Introduction
BFG Repo-Cleaner is a specialized tool for removing unwanted data from git history. Written in Scala, it focuses on two common tasks: deleting large files that bloat your repository and scrubbing sensitive strings like passwords or API keys. It runs significantly faster than git-filter-branch while being simpler to use.
What BFG Does
- Removes files exceeding a specified size from every commit in history
- Replaces sensitive text (passwords, tokens) with REMOVED across all commits
- Deletes specific files by name from the entire history
- Protects the current HEAD commit by default so your latest code is never modified
- Produces a detailed report showing exactly what was changed and where
Architecture Overview
BFG reads the git object database directly using JGit (a pure Java git implementation) rather than checking out each commit. It processes objects in parallel, which makes it 10-720x faster than git-filter-branch on typical repositories.

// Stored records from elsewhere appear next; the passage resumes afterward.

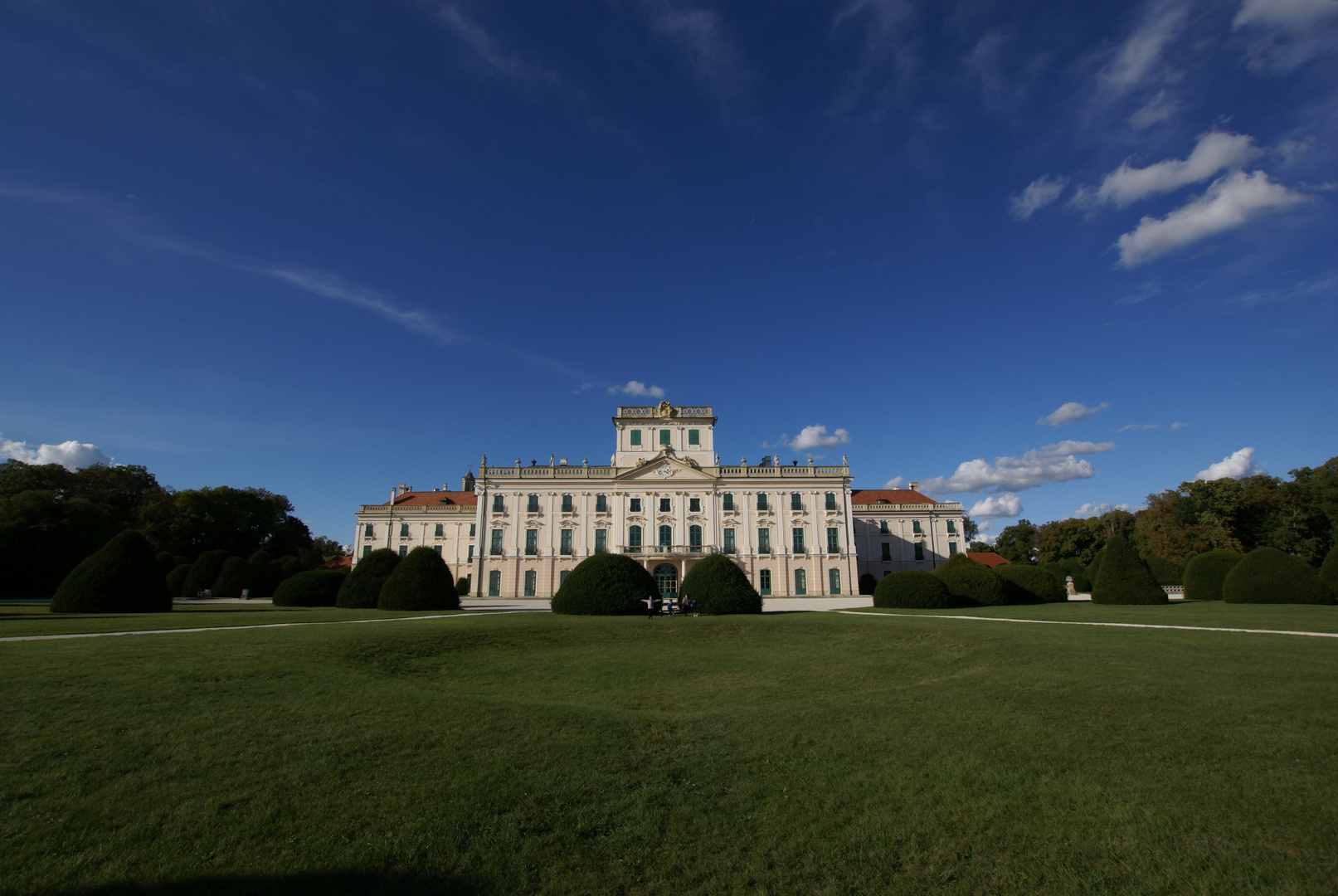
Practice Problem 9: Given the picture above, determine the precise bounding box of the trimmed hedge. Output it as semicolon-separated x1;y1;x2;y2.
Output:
873;570;952;610
1185;547;1246;601
51;529;171;612
337;547;400;610
931;553;1008;607
1092;535;1168;605
1059;557;1092;594
550;553;659;616
994;563;1069;603
679;553;761;616
181;551;227;598
1222;547;1334;603
275;570;348;607
376;546;460;610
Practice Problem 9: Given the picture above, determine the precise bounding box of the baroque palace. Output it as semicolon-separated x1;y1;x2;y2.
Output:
353;402;966;598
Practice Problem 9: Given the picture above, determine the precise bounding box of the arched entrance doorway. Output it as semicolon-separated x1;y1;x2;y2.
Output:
650;563;679;601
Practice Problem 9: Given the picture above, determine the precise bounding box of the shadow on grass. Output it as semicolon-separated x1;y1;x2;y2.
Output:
48;870;493;896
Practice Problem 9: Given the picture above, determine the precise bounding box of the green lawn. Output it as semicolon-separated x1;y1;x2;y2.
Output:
0;605;1338;894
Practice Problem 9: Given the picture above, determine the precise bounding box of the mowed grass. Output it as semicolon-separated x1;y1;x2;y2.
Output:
0;605;1338;894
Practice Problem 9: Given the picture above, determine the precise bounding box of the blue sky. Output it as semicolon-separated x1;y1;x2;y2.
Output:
0;0;1338;539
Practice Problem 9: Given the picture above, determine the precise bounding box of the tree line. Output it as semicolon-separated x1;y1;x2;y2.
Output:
0;460;343;598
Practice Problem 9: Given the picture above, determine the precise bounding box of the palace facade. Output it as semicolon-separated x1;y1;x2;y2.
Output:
353;402;966;598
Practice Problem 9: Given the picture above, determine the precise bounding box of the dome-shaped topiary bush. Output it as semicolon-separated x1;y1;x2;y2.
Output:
1059;557;1092;594
181;551;227;598
376;546;460;610
550;553;659;616
873;570;952;610
209;557;251;598
679;553;761;615
1092;535;1167;605
1183;547;1246;601
934;553;1008;607
994;563;1069;603
1222;547;1334;603
275;570;347;607
51;529;171;612
336;547;400;610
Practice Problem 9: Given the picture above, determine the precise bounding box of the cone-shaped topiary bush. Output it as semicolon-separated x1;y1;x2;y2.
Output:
377;546;460;610
168;563;190;598
1059;557;1092;594
550;553;659;616
873;570;952;610
931;553;1008;607
994;563;1069;603
275;570;348;607
1222;547;1334;603
51;529;171;612
1092;535;1167;605
336;547;400;610
209;557;251;598
181;551;227;598
679;553;761;615
1185;547;1246;601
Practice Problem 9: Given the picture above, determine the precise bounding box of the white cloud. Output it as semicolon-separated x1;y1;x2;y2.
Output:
1194;448;1259;480
1037;402;1111;426
0;436;111;470
780;426;849;450
609;380;665;398
1116;171;1309;267
1076;131;1262;206
966;492;1022;519
1231;0;1338;33
1009;174;1069;221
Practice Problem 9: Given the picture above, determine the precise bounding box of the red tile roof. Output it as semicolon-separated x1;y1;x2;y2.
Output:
849;488;938;504
966;551;1009;567
386;492;479;507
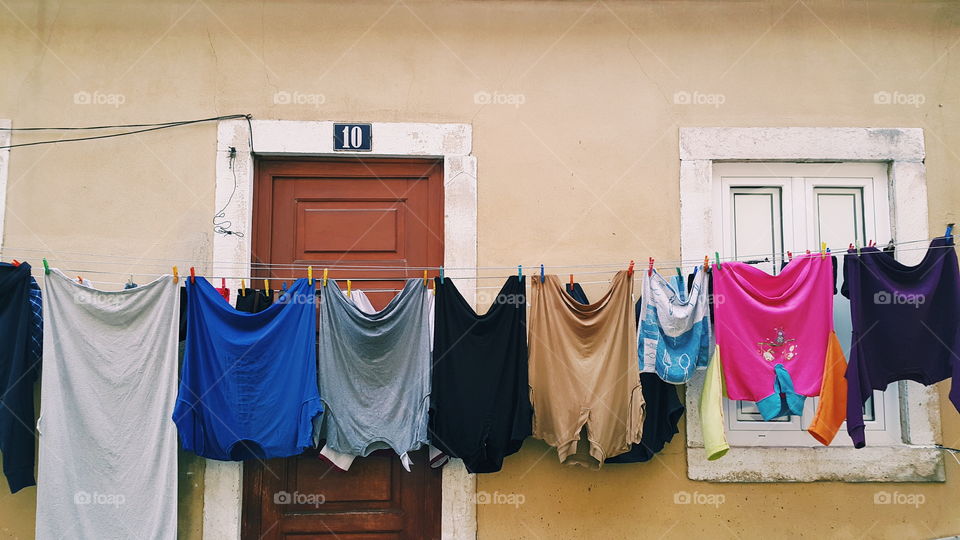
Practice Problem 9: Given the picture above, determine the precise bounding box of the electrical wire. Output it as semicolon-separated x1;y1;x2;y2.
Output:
0;114;253;151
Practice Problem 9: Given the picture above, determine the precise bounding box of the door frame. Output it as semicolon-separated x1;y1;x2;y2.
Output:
212;119;477;540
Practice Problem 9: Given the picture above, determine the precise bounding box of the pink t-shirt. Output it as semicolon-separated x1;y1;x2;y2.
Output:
713;253;833;401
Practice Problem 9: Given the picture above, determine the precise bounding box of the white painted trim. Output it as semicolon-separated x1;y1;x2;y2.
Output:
211;120;477;540
0;118;13;250
680;127;945;482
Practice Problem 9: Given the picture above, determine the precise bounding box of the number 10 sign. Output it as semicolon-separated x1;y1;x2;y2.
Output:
333;124;373;152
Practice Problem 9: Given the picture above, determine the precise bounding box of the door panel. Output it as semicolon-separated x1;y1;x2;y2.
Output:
242;159;443;540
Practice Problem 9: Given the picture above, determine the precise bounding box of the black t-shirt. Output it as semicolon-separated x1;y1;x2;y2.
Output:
430;276;533;473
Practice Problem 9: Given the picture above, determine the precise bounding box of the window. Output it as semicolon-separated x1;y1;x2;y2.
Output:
713;163;900;446
679;127;945;482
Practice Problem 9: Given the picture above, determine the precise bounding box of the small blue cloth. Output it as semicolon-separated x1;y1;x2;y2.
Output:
173;276;323;461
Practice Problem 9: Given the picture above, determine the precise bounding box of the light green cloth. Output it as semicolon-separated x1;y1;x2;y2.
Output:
700;346;730;461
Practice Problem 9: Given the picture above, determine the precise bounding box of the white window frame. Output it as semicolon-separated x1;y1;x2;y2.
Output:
713;162;902;447
680;127;946;482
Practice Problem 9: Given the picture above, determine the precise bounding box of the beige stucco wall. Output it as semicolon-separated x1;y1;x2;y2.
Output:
0;0;960;538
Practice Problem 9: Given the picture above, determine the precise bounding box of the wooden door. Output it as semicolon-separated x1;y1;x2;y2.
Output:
242;158;443;540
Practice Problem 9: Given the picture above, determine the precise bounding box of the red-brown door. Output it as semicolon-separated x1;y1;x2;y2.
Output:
242;159;443;540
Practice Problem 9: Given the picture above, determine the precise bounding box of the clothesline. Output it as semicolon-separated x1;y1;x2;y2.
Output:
0;235;958;281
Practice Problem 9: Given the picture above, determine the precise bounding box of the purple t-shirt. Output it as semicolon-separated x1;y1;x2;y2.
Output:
843;237;960;448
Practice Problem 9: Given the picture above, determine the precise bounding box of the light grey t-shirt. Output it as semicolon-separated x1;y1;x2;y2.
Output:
317;279;430;468
37;270;180;540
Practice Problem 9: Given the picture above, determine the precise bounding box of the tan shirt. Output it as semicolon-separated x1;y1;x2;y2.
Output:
529;271;644;468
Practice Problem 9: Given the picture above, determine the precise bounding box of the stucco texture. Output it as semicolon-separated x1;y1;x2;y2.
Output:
0;0;960;539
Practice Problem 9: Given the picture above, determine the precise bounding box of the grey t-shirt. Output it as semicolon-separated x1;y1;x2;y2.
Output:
317;279;430;468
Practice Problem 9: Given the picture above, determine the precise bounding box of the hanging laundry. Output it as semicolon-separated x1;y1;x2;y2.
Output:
637;270;711;384
0;263;43;493
430;276;532;473
701;254;846;447
606;297;685;463
173;276;322;461
236;289;273;313
36;269;179;540
843;237;960;448
317;279;430;471
529;271;643;468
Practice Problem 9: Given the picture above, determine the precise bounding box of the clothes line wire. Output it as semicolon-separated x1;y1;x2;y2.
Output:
0;114;253;152
0;235;958;281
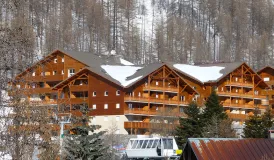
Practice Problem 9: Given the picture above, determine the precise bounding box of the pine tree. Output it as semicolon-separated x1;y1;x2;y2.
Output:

The tool outputs a new set of cleaned git objects and rewrites the branch references to point to them.
Self-Hosting & Configuration
- Requires Java 8 or later; download the single JAR file from Maven Central
- Always operate on a bare mirror clone to preserve the original as a backup
- Create a text file with one secret per line for
--replace-textoperations - Run
git gcafter cleaning to physically remove the old objects - Force push to update the remote, then have all collaborators re-clone
Key Features
- Single JAR file with no installation step beyond having Java
- Protects your latest commit by default to prevent accidental data loss
- Handles repositories with millions of commits efficiently via parallel processing
- Can target specific branches or process the entire history at once
- Clear human-readable output showing every file and text replacement made
Comparison with Similar Tools
- git-filter-repo — broader rewriting capabilities (path renames, commit editing); BFG is simpler for the specific tasks of removing files and secrets
- git-filter-branch — the legacy built-in tool; dramatically slower and more error-prone
- GitHub secret scanning — detects secrets but does not remove them from history; BFG actually rewrites the commits
- TruffleHog / Gitleaks — find secrets in history; use BFG afterward to remove what they discover
FAQ
Q: Will BFG modify my latest commit?
A: No. By default it protects HEAD. Use --no-blob-protection to override this, but do so with caution.
Q: Can I undo a BFG run?
A: If you kept the original bare clone, yes. Otherwise, the old history is gone after git gc and force push.
Q: Does BFG work with Git LFS? A: Yes. You can use BFG to migrate large files into LFS pointers across your entire history.
Q: How fast is it compared to filter-branch? A: On a real repository with 120,000 commits, BFG completed in 2 minutes versus 24 hours for filter-branch.